CERN is famous as the home of the Large Hadron Collider (LHC), the most powerful particle accelerator in the world. LHC experiments create 600 million collisions per second, which is a raw data rate of 1 million GBps. 

Earlier this year scientists working on the data discovered signs of a new particle consistent with the Higgs Boson, a particle believed to give all other particles mass and which had been anticipated for more than 50 years.

The organisation has a total of 1,964TB of data in NetApp filers. It has 22 FAS 3040s, 10 FAS 3140s and 24 FAS 3240s running predominantly SATA drives. These devices comprise four nodes in the NetApp Data ONTAP cluster which support Oracle databases – including one with 4.1 trillion rows of data – running on HP servers via a 10 Gigabit Ethernet LAN.

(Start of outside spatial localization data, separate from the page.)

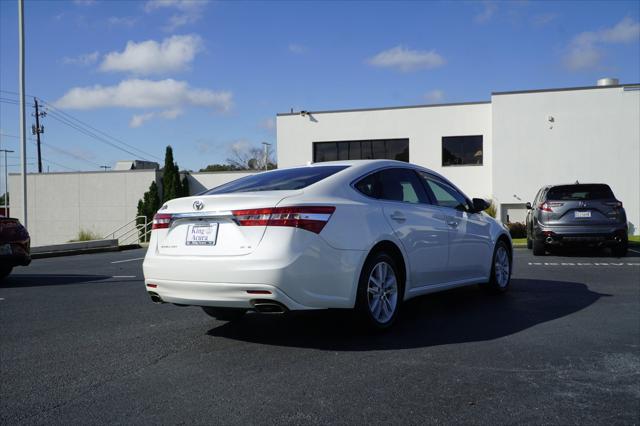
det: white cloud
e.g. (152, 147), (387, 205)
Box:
(129, 108), (183, 128)
(62, 51), (99, 66)
(144, 0), (208, 31)
(368, 45), (445, 72)
(424, 89), (444, 103)
(474, 1), (497, 24)
(288, 43), (308, 54)
(54, 79), (232, 113)
(107, 16), (138, 27)
(564, 17), (640, 71)
(100, 34), (202, 75)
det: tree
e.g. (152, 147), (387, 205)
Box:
(180, 174), (190, 197)
(162, 146), (182, 202)
(199, 164), (242, 172)
(226, 143), (276, 170)
(136, 181), (161, 240)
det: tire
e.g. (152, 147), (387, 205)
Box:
(355, 251), (403, 330)
(611, 237), (628, 257)
(484, 240), (512, 293)
(201, 307), (247, 321)
(0, 265), (12, 281)
(532, 238), (545, 256)
(526, 236), (533, 249)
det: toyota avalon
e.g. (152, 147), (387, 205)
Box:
(143, 160), (512, 329)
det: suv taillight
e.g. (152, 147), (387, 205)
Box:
(539, 202), (564, 212)
(231, 206), (336, 234)
(152, 213), (173, 230)
(604, 201), (623, 208)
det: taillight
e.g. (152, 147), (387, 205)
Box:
(605, 201), (623, 208)
(232, 206), (336, 234)
(539, 202), (563, 212)
(152, 213), (173, 230)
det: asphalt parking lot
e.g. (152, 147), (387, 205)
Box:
(1, 247), (639, 425)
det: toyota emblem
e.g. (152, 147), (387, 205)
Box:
(193, 200), (204, 211)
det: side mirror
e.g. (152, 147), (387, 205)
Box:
(472, 198), (490, 213)
(526, 202), (532, 210)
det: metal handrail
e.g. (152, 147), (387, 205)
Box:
(103, 215), (149, 244)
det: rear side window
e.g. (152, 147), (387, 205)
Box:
(354, 168), (430, 204)
(546, 184), (615, 201)
(205, 166), (349, 194)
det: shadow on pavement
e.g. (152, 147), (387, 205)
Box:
(207, 278), (608, 351)
(1, 274), (113, 288)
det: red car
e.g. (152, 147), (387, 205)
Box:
(0, 216), (31, 279)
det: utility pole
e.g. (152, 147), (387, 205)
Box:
(100, 165), (111, 172)
(18, 0), (28, 228)
(261, 142), (271, 171)
(32, 97), (45, 173)
(0, 149), (14, 216)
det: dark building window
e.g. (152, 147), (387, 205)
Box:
(313, 139), (409, 163)
(442, 135), (483, 166)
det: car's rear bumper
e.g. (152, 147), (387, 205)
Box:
(534, 224), (627, 246)
(143, 228), (366, 310)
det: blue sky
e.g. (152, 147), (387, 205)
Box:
(0, 0), (639, 173)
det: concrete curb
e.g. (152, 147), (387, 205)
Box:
(31, 239), (141, 259)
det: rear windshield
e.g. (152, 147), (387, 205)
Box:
(204, 165), (349, 194)
(546, 184), (615, 201)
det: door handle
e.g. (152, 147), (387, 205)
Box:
(447, 220), (459, 228)
(390, 212), (406, 222)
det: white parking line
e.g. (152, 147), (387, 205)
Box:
(528, 262), (640, 266)
(110, 257), (145, 264)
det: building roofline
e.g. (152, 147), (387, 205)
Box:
(492, 83), (640, 96)
(276, 100), (491, 117)
(277, 83), (640, 117)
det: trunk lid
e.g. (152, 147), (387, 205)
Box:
(156, 191), (301, 256)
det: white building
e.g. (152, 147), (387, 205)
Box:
(277, 80), (640, 235)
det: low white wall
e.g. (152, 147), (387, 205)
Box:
(9, 170), (159, 246)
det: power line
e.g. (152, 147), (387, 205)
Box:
(45, 110), (146, 159)
(0, 133), (100, 170)
(1, 92), (162, 162)
(40, 99), (162, 161)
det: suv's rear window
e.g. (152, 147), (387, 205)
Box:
(204, 165), (349, 194)
(546, 184), (615, 201)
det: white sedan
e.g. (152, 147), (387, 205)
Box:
(143, 160), (512, 329)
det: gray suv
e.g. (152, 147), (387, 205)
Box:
(526, 183), (628, 256)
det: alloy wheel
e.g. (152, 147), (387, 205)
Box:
(367, 261), (398, 324)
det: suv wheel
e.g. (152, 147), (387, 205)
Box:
(611, 235), (628, 257)
(0, 265), (12, 280)
(532, 238), (545, 256)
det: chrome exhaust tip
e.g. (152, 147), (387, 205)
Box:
(251, 300), (288, 314)
(148, 292), (164, 304)
(545, 237), (554, 244)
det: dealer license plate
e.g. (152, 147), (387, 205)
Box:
(185, 223), (218, 246)
(0, 244), (12, 255)
(574, 211), (591, 218)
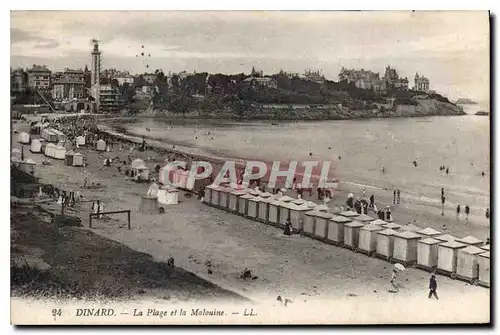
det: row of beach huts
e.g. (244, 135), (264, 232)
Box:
(203, 184), (490, 288)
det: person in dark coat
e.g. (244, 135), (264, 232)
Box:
(396, 189), (401, 204)
(428, 275), (439, 300)
(486, 208), (490, 220)
(283, 219), (292, 236)
(393, 190), (396, 204)
(369, 194), (375, 208)
(465, 205), (470, 220)
(456, 205), (461, 219)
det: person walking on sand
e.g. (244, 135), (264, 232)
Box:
(370, 194), (375, 208)
(396, 189), (401, 204)
(456, 205), (461, 219)
(362, 188), (366, 197)
(393, 190), (396, 205)
(389, 269), (399, 293)
(441, 195), (446, 216)
(428, 274), (439, 300)
(486, 208), (490, 220)
(465, 205), (470, 221)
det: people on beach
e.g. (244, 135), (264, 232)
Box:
(382, 166), (385, 174)
(389, 269), (399, 293)
(413, 160), (418, 167)
(446, 167), (449, 174)
(428, 274), (439, 300)
(393, 190), (396, 205)
(456, 205), (461, 219)
(485, 208), (490, 220)
(369, 194), (375, 208)
(396, 189), (400, 204)
(465, 205), (470, 221)
(441, 195), (446, 216)
(283, 219), (292, 236)
(362, 188), (366, 197)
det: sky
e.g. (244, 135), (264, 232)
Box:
(10, 11), (490, 102)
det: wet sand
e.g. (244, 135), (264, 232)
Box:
(11, 119), (490, 323)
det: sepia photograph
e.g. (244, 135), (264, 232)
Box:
(9, 9), (491, 325)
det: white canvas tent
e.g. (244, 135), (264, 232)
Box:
(437, 240), (467, 274)
(375, 228), (398, 260)
(392, 231), (422, 264)
(44, 143), (56, 157)
(456, 245), (484, 282)
(76, 135), (86, 146)
(157, 186), (179, 206)
(30, 139), (42, 153)
(358, 223), (384, 254)
(73, 153), (84, 166)
(417, 227), (442, 238)
(96, 139), (106, 151)
(417, 237), (441, 270)
(456, 236), (483, 247)
(18, 132), (30, 144)
(327, 215), (352, 245)
(343, 221), (364, 250)
(53, 145), (66, 160)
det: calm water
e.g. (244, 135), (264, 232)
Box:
(110, 107), (490, 212)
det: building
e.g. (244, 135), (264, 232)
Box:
(11, 68), (27, 93)
(303, 69), (326, 84)
(92, 84), (122, 112)
(339, 67), (380, 84)
(383, 66), (409, 90)
(91, 40), (101, 87)
(414, 73), (430, 92)
(115, 75), (135, 86)
(242, 77), (278, 90)
(53, 68), (85, 83)
(27, 65), (51, 90)
(52, 80), (86, 101)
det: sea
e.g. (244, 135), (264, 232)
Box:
(108, 102), (490, 214)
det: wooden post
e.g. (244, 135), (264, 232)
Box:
(89, 214), (92, 228)
(127, 210), (131, 230)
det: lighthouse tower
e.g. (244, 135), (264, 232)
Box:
(90, 39), (101, 109)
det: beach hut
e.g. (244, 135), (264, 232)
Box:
(437, 240), (467, 278)
(383, 222), (402, 230)
(228, 189), (247, 212)
(131, 166), (150, 182)
(53, 145), (66, 160)
(18, 132), (30, 144)
(247, 196), (262, 220)
(30, 139), (42, 153)
(261, 192), (273, 198)
(238, 193), (254, 217)
(11, 148), (22, 162)
(392, 231), (422, 266)
(76, 135), (86, 146)
(358, 223), (384, 256)
(72, 153), (84, 167)
(375, 228), (398, 261)
(340, 210), (360, 218)
(44, 143), (55, 158)
(417, 238), (442, 272)
(417, 227), (442, 238)
(203, 184), (216, 205)
(456, 236), (483, 247)
(327, 215), (352, 245)
(258, 196), (272, 223)
(65, 150), (75, 166)
(211, 185), (221, 207)
(289, 203), (311, 232)
(355, 214), (374, 223)
(370, 219), (388, 227)
(278, 198), (294, 227)
(313, 211), (330, 241)
(96, 139), (106, 152)
(435, 234), (458, 242)
(456, 245), (484, 284)
(477, 251), (490, 288)
(52, 129), (66, 142)
(343, 221), (364, 251)
(157, 185), (179, 208)
(304, 210), (319, 237)
(315, 204), (329, 212)
(218, 186), (232, 210)
(267, 198), (281, 227)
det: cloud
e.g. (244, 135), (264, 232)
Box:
(35, 40), (61, 49)
(10, 28), (47, 43)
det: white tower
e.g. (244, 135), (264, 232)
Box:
(91, 39), (101, 86)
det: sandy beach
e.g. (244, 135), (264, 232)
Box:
(10, 117), (490, 323)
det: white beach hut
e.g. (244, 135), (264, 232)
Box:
(417, 237), (442, 271)
(278, 197), (294, 227)
(456, 245), (484, 283)
(392, 231), (422, 265)
(18, 132), (30, 144)
(313, 211), (330, 241)
(157, 185), (179, 207)
(247, 195), (262, 220)
(258, 196), (272, 223)
(228, 189), (247, 212)
(131, 166), (150, 182)
(76, 135), (86, 146)
(417, 227), (442, 238)
(289, 203), (311, 232)
(304, 210), (319, 237)
(343, 221), (364, 251)
(456, 236), (483, 247)
(30, 139), (42, 153)
(238, 193), (254, 217)
(267, 198), (281, 227)
(375, 228), (398, 261)
(53, 145), (66, 160)
(96, 139), (106, 152)
(44, 143), (55, 158)
(327, 215), (352, 245)
(437, 240), (467, 277)
(477, 251), (490, 288)
(210, 185), (221, 207)
(204, 184), (216, 205)
(358, 223), (384, 255)
(218, 186), (232, 210)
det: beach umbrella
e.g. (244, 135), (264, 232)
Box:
(394, 263), (406, 271)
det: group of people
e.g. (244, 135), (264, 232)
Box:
(389, 269), (439, 300)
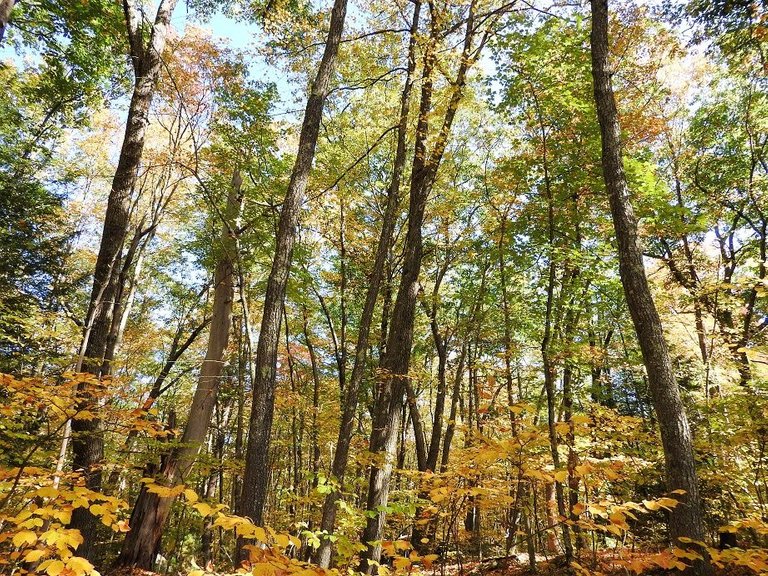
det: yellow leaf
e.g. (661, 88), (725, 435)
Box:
(146, 484), (173, 497)
(554, 470), (568, 483)
(52, 509), (72, 524)
(189, 571), (205, 576)
(588, 503), (607, 517)
(67, 529), (84, 548)
(193, 502), (214, 517)
(252, 563), (275, 576)
(44, 559), (66, 576)
(254, 526), (268, 542)
(657, 497), (679, 510)
(672, 547), (702, 561)
(19, 517), (44, 529)
(274, 533), (290, 548)
(212, 514), (239, 530)
(23, 549), (48, 562)
(35, 487), (60, 499)
(13, 530), (37, 548)
(393, 557), (411, 570)
(610, 511), (627, 526)
(67, 556), (95, 575)
(643, 499), (660, 511)
(184, 489), (198, 503)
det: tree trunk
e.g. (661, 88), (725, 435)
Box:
(314, 3), (423, 553)
(0, 0), (15, 42)
(70, 1), (179, 561)
(238, 0), (348, 554)
(440, 345), (466, 473)
(358, 4), (486, 569)
(114, 171), (241, 569)
(590, 2), (710, 572)
(539, 85), (573, 564)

Data held on the devices includes run-of-business items, such as HR and finance plus LHC technical documents and operational control data, but the vast bulk comprises experiment data that is added to at a rate of 50TB per year.

NetApp introduced clustering capability in version 8.1.1 of its storage operating system Data ONTAP earlier this year. The move marked the first time a top six storage supplier has implemented true NAS clustering in mainstream NAS products.

CERN’s FAS 3240 filers each contain 512GB of Flash Cache to speed up reads from their SATA drives. Flash Cache is NetApp’s implementation of solid-state flash technology. The company believes that flash should not be added as a storage tier, but that it should be used as cache-only.

CERN also uses Data ONTAP’s compression and achieves reduction ratios of up to 3.5:1.